The following is an excerpt from Kirr, Marbach & Co.’s second quarter client letter, available at www.kirrmar.com.

The front-page banner headline of the June 11 edition of The Wall Street Journal screamed “Inflation Jumps to 13-Year High,” as the Consumer Price Index (CPI—measures prices for a weighted basket of consumer goods and services) for May increased by 5% over May of 2020. The stronger-than-expected recovery from the COVID-induced shutdown of the U.S. economy coupled with higher-than-expected indications of inflation have sparked a debate about whether the U.S. is entering an inflationary period similar to the 1970s.

It seems like eons ago, but it was just March of 2020 when the Federal Reserve reduced its target for short-term interest rates to near zero and announced a program to purchase $120 billion/month of Treasury and mortgage bonds to hold down long-term borrowing costs, part of the government’s multi-pronged/multi-trillion-dollar plan to rescue the economy from the sharpest contraction in generations.

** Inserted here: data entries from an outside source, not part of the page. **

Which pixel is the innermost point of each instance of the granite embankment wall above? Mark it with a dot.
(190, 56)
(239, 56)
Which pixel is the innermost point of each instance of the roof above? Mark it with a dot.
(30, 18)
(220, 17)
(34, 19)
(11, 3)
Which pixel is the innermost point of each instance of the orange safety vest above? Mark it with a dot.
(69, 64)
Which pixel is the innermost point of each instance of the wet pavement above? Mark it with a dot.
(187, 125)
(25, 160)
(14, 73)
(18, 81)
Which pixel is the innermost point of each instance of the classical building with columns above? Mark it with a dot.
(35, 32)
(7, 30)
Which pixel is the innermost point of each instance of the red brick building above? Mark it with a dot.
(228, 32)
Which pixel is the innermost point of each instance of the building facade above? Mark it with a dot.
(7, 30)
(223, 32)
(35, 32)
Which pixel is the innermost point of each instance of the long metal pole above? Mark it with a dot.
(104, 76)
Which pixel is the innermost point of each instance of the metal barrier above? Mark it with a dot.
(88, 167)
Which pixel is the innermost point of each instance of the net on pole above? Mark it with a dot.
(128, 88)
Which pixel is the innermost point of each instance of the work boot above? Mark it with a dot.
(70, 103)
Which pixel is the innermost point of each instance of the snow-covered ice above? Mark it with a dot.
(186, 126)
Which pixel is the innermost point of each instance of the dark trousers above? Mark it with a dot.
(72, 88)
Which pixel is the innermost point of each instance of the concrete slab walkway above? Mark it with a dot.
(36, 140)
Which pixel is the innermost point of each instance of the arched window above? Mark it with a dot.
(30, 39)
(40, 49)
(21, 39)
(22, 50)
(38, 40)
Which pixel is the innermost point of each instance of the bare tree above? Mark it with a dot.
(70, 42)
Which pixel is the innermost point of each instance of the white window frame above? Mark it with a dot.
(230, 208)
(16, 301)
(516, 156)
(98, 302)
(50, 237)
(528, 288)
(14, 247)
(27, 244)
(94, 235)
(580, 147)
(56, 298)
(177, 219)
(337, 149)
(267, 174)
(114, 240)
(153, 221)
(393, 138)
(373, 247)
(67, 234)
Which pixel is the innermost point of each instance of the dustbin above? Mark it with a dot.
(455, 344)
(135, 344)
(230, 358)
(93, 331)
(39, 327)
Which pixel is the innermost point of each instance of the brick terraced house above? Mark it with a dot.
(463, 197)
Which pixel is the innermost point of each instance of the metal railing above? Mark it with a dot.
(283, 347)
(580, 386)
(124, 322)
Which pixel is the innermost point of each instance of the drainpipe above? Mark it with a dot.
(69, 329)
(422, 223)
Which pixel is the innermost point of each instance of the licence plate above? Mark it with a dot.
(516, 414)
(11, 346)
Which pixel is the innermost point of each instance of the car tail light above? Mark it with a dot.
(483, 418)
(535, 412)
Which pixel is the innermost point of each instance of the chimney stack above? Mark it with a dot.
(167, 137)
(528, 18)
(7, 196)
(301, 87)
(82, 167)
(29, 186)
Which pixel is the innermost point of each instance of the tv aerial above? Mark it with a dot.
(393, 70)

Fast forward to today and the success of the vaccination program has led to a rapid reopening of the economy, which has unleashed a torrent of pent-up demand. The nearly total shutdown of an economy and subsequent reopening is a truly unique event without precedent or playbook.

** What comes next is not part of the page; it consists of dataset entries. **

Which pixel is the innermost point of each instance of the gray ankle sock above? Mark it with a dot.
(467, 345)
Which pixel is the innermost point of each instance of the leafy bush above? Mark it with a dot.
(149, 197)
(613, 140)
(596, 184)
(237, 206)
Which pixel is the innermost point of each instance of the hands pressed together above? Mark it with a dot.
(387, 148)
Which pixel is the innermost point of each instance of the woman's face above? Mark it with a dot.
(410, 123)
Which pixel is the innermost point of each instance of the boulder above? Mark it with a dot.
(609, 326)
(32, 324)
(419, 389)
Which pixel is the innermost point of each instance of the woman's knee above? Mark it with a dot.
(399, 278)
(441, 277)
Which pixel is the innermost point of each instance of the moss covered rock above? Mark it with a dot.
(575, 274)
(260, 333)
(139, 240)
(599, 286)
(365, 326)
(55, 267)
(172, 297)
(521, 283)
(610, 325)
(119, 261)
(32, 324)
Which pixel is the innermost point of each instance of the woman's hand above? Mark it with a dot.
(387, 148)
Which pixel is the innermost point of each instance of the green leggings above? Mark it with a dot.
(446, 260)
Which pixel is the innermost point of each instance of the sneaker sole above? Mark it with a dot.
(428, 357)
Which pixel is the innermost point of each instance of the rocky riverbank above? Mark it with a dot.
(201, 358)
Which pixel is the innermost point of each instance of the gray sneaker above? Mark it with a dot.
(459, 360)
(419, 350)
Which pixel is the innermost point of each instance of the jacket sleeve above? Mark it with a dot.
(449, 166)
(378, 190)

Regarding the recent elevated inflationary readings, both Treasury Secretary Janet Yellen and Fed Chairman Jerome Powell acknowledge inflation is higher than expected a couple months ago, when the economy had not yet fully reopened. Further, while this condition will likely persist for several more months, they view the surge in inflation as “transitory” in nature, due to a combination of pent-up demand and “bottlenecks” in the supply chain that had developed during the pandemic.

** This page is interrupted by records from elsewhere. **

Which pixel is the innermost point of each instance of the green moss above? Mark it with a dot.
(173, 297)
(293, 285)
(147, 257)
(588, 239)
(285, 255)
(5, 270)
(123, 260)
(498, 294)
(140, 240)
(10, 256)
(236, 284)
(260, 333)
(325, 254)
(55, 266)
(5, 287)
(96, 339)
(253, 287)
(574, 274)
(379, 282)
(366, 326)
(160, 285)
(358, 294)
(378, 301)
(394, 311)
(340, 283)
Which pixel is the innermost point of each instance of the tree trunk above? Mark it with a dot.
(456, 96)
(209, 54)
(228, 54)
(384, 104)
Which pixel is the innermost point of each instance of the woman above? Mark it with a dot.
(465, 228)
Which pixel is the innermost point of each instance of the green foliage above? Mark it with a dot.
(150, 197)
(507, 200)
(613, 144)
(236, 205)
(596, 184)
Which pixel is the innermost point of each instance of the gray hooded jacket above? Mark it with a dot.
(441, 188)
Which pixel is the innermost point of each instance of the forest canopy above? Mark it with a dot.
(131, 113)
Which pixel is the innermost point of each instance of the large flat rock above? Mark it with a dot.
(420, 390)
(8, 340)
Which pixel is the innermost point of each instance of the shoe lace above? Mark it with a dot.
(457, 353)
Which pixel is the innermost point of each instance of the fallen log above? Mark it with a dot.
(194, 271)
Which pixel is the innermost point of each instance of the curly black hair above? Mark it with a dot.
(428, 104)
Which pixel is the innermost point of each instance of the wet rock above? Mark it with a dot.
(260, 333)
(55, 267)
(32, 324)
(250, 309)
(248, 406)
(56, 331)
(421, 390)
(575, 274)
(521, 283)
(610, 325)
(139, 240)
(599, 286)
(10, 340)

In other words, while inflation is likely to run higher than the Fed’s target of 2% for a while, supply and demand will eventually regain balance and inflation will moderate.

Pessimists see today’s elevated inflation as a precursor to the return of persistent double-digit inflation that plagued the U.S. economy four decades ago that led to 30-year mortgage rates of 16% and President Gerald Ford’s ill-conceived 1974 “Whip Inflation Now (WIN)” voluntary anti-inflationary plea that resulted in buttons and bumper stickers, but nothing of substance.

Various experts, pundits and soothsayers profess to know how this will all unfold, at high volume and with great confidence. The truth is nobody knows, so I believe more humility and light and less heat will be helpful.

A little inflation is way better than deflation, which occurs when there is too little demand and too much supply, leading to lowered production and employment, a downward spiral in prices, debt defaults and recession/depression. In fact, Secretary Yellen welcomed the uptick in inflation, saying, “we’ve been fighting inflation and interest rates that are too low now for a decade.”

The “base effect” refers to the fact economic activity and prices collapsed during the depths of the shutdown, which has caused recent annual increases in the CPI to be artificially high. This mathematical distortion in annual CPI inflation started in March 2021, peaked in May and will continue through August. It’s more accurate to calculate the change in CPI versus the same month two-years ago (instead of last year) and annualize the difference. On that basis, the May increase would have been 2.5%, not far from the Fed’s 2% target and 50% less than the headline-grabbing 5%.

Additionally, CPI inflation has been heavily impacted by price increases for certain specific categories that were crushed last spring and/or are unlikely to persist. For instance, the shortage of semiconductor chips has restricted production of new vehicles, causing a spike in used vehicle prices, which were up 29.7% in May vs. 2020 and up 13.7% vs. 2019. Indeed, used vehicles alone accounted for fully one-third of the CPI increase in May.

Bond investors are “inflation vigilantes,” but don’t believe the scary headlines. The yield on the 10-year US Treasury Bond has actually dropped from 1.7% at the beginning of April to just under 1.5%. Similarly, the “breakeven” or implied inflation expectation on the 10-year US Treasury Inflation-Protected Bond (TIPS) is about 2.3%, unchanged since the start of the quarter.

The stock and bond markets shuddered briefly when the Fed announced on June 15 it was leaving its target for short-term interest rates near zero and maintaining its bond purchases, but now anticipated the strength of the recovery will enable them to begin moving the “patient” out of the ICU sooner than they expected a couple months ago.

That’s great news, but investors will continue to be on edge as central banks worldwide grapple with their own “pandexit” strategies.